RDL Capitulo 19

RDL The Regressed Demon Lord is Kind Capitulo 19

 

 

Las sombras de la gente se balanceaban mientras la luz de las velas parpadeaba. Al recordar lo sucedido, Lubella inclinó la cabeza y se agarró los extremos de su ropa. Dejó de hablar por un momento, pero Zich no la instó a continuar.

“La gente que me custodiaba siguió cayendo una tras otra. Había muchos muertos vivientes, pero tampoco estábamos preparados para la batalla”.

Como si demostraran que eran Caballeros Santos de Karuwiman, consiguieron asegurar la huida de Lubella con todo en contra. Después, Lubella corrió frenéticamente. Por los Caballeros Santos que sacrificaron sus vidas por ella y para revelar las maldades del Alcalde, sintió que debía sobrevivir.

Sin embargo, la ciudad estaba bloqueada para entonces, y ella era buscada como la Bruja. Así que no tuvo más remedio que esconderse en el callejón. Cuando el día era luminoso, escondía su cuerpo en una casa abandonada o en un callejón oscuro y sólo se movía por la noche.

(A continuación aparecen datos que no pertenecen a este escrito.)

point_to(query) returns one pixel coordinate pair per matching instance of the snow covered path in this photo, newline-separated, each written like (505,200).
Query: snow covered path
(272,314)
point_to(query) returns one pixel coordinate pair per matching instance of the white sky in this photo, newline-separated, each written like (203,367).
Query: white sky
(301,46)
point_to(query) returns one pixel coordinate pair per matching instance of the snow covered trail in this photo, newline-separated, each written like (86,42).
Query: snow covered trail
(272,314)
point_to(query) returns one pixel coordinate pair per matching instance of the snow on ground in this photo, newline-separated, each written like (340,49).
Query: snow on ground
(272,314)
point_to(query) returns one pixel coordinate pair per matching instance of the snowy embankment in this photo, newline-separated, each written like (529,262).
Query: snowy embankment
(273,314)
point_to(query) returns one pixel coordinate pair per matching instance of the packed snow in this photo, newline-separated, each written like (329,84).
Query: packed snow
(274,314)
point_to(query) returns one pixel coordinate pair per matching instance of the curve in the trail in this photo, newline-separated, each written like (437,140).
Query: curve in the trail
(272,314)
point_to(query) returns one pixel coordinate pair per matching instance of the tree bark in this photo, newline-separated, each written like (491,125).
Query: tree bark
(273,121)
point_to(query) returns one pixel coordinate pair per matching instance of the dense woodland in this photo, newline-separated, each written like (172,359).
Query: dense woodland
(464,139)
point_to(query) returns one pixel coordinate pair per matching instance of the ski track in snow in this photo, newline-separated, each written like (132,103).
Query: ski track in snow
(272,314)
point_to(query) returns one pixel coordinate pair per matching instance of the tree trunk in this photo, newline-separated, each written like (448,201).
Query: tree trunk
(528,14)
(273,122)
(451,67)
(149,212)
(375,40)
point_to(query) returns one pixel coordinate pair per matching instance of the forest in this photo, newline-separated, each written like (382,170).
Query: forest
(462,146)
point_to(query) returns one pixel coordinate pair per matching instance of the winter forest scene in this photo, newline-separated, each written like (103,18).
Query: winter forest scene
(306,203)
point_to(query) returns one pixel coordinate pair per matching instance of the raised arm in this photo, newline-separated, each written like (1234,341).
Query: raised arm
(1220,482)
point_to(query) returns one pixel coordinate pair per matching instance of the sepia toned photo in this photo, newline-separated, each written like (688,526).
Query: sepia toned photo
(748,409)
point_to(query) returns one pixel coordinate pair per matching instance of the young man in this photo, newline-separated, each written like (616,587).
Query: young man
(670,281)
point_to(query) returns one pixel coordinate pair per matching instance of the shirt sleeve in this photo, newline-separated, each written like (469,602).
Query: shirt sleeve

Por supuesto, como no podía comer ni descansar bien, su rostro se volvía demacrado. Lubella había crecido como una flor en un invernadero, y era la primera vez que salía a ver el mundo. Al final, sus poderes sagrados se agotaron y ni siquiera pudo iluminar su visión nocturna; sólo podía moverse si la luna y las estrellas estaban en el cielo.

“Estás diciendo que me conociste entonces”.

Lubella asintió a las palabras de Zich.

“¿También murió Sir Weig en ese momento?”

“No, me separé de Sir Weig en cuanto llegamos a esta ciudad. La Iglesia le encomendó una misión diferente, y hace tiempo que nos movemos por separado”.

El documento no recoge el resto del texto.